Sometimes The Hardest Thing Is To Be Like Everybody Else (Or – Why We Should Celebrate Differences)

Every so often I read a blog post which says exactly what I am thinking but in a more eloquent way than I ever could.

Amanda Coleman’s blog post about swimming against the tide was one such occasion amandacomms1.wordpress.com/2016/02/14/swim-against-the-tide/.

There is so much pressure on people to behave in a certain way, think in a certain way, sometimes even speak in a certain way.

I honestly love it when people who (think they) know me in real life read my blo and find nuggets of information about me which come as a shock to them.

To be perfectly honest I have never been the kind of person you can treat like a computer.

What I mean by that is my programming is a little more complicated than a simple case of “If 2 plus 2 equals 4 then input 4” (I know my knowledge of BASIC computer programming is very – well – basic, not to mention rusty, but I think that would work as a like of programming).

My internal computer usually ends up processing a lot more variables that yours probably would when it comes to going about my daily life – lighting, angles, size of print, hidden obstacles, etc.  (My favourite being – how long will it take before I get run over as a result of having to walk in the middle of the road thanks to the inconsiderate oik who parked their car on the pavement???)

I think I have blogged about this before – or at least mentioned it in a blog post – but I have a particular difficulty with spiral staircases.

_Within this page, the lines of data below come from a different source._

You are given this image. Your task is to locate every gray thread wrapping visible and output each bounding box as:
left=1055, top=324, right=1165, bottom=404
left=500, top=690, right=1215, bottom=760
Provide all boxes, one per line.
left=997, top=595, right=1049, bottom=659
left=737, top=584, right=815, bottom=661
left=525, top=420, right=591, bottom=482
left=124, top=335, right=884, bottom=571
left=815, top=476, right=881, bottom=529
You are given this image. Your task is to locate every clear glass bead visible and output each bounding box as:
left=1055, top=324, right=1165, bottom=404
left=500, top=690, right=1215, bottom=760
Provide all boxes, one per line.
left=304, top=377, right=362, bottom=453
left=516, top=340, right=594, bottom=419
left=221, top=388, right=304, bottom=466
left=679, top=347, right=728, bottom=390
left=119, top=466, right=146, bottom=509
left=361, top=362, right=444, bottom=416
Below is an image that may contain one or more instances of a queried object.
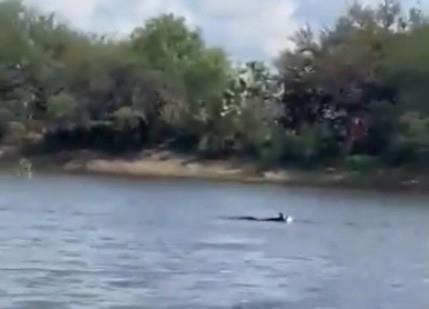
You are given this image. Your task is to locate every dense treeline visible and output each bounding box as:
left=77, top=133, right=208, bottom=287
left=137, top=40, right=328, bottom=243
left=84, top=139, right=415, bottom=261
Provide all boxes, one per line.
left=0, top=0, right=429, bottom=166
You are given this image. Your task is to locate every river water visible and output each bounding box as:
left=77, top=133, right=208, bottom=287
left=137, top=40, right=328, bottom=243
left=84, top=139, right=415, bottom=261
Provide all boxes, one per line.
left=0, top=175, right=429, bottom=309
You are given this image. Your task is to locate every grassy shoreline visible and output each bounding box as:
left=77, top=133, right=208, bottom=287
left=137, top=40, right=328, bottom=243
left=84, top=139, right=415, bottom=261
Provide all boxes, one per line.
left=0, top=150, right=429, bottom=192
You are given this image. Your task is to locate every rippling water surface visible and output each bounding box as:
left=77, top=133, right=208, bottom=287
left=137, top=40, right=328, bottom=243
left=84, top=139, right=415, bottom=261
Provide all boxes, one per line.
left=0, top=176, right=429, bottom=309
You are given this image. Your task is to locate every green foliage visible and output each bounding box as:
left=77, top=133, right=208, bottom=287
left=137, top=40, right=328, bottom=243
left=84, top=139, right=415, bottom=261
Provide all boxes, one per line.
left=0, top=0, right=429, bottom=170
left=345, top=155, right=380, bottom=172
left=47, top=93, right=78, bottom=121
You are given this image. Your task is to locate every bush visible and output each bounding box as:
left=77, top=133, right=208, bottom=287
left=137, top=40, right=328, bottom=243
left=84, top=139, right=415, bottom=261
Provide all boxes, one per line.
left=345, top=155, right=380, bottom=172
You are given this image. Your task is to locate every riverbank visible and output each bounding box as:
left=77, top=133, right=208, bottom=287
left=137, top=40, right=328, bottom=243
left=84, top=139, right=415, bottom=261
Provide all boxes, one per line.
left=0, top=150, right=429, bottom=191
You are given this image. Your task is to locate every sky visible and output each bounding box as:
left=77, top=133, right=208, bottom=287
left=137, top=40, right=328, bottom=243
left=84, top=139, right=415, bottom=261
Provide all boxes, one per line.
left=24, top=0, right=422, bottom=61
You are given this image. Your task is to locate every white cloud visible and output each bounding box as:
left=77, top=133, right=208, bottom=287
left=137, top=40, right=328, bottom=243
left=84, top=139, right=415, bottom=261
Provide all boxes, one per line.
left=137, top=0, right=195, bottom=25
left=23, top=0, right=384, bottom=59
left=24, top=0, right=101, bottom=30
left=199, top=0, right=298, bottom=57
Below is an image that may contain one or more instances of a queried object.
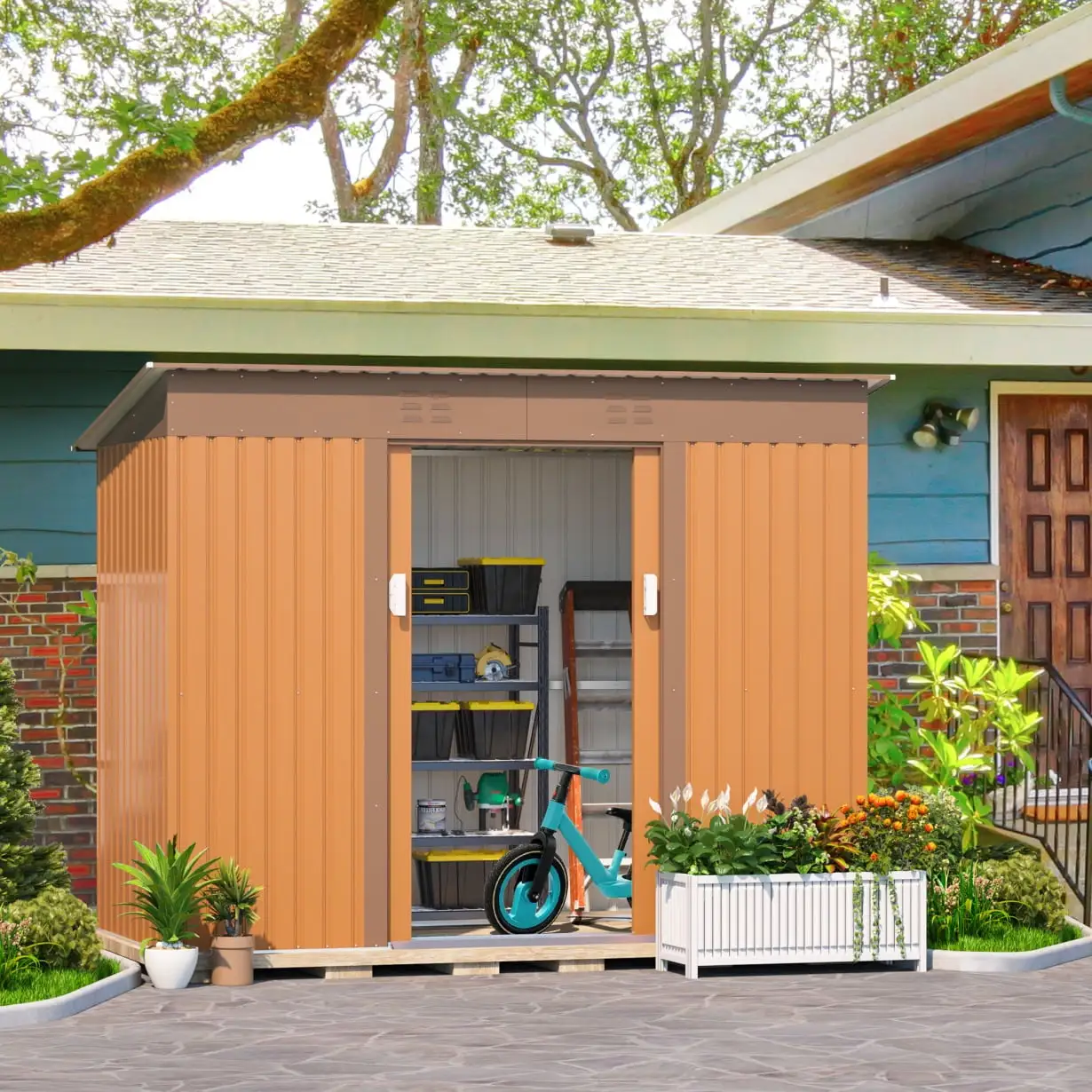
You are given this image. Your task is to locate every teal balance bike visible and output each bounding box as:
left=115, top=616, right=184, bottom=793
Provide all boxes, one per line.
left=485, top=758, right=633, bottom=934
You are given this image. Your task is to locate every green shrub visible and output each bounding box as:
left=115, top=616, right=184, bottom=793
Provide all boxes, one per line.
left=0, top=888, right=103, bottom=970
left=978, top=853, right=1065, bottom=932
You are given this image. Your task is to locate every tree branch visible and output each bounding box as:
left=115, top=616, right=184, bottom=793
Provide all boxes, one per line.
left=0, top=0, right=394, bottom=270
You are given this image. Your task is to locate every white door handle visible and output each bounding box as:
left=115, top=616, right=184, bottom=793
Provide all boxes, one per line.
left=643, top=573, right=660, bottom=618
left=386, top=573, right=407, bottom=618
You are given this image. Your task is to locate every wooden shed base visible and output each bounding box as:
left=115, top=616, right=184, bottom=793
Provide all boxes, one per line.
left=99, top=930, right=656, bottom=983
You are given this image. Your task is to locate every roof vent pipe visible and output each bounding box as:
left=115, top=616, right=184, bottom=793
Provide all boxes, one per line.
left=546, top=224, right=595, bottom=247
left=1050, top=75, right=1092, bottom=125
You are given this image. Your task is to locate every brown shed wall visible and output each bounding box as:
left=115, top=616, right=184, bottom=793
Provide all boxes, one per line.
left=665, top=443, right=867, bottom=808
left=97, top=440, right=172, bottom=940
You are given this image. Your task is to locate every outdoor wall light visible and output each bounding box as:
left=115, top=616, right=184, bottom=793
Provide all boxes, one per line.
left=911, top=402, right=979, bottom=447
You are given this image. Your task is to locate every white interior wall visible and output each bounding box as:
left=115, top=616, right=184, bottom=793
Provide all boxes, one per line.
left=413, top=451, right=632, bottom=908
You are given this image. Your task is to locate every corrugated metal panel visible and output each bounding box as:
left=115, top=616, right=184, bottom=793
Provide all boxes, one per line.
left=170, top=438, right=367, bottom=948
left=685, top=443, right=867, bottom=807
left=99, top=440, right=170, bottom=939
left=413, top=451, right=633, bottom=908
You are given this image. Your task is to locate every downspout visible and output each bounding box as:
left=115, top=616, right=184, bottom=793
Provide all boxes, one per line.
left=1050, top=75, right=1092, bottom=125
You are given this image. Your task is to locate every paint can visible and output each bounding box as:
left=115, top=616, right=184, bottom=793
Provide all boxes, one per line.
left=417, top=801, right=447, bottom=835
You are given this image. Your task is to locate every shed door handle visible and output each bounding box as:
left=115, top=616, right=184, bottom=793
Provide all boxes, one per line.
left=386, top=573, right=407, bottom=618
left=642, top=573, right=660, bottom=618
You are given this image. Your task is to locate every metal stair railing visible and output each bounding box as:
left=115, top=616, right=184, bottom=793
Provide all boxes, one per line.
left=993, top=660, right=1092, bottom=925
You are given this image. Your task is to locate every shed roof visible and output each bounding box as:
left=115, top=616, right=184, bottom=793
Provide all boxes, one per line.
left=0, top=220, right=1092, bottom=313
left=660, top=4, right=1092, bottom=234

For those of you who can calculate angles at a glance I don’t suppose your average spiral staircase poses too many problems???

Me???  I have three angles to work out in very quick succession.

The downward angle of the staircase itself.  The angle of the spiral.  The angle of the tread of the steps in relation to the central pole.  No wonder I avoid those things as much as possible.

Seriously though – we would all be better off if we not only accepted each other’s digfferences but actively encouraged people to be themselves.  You never know we might learn something unexpected from the deep thinkers, the creative types, and those of us with a sideways view of life.

Sometimes what initially seems like the easiest route turns out to be the most difficult – especially when you get into difficulties and everybody else is too busy trying to save themselves to worry about you.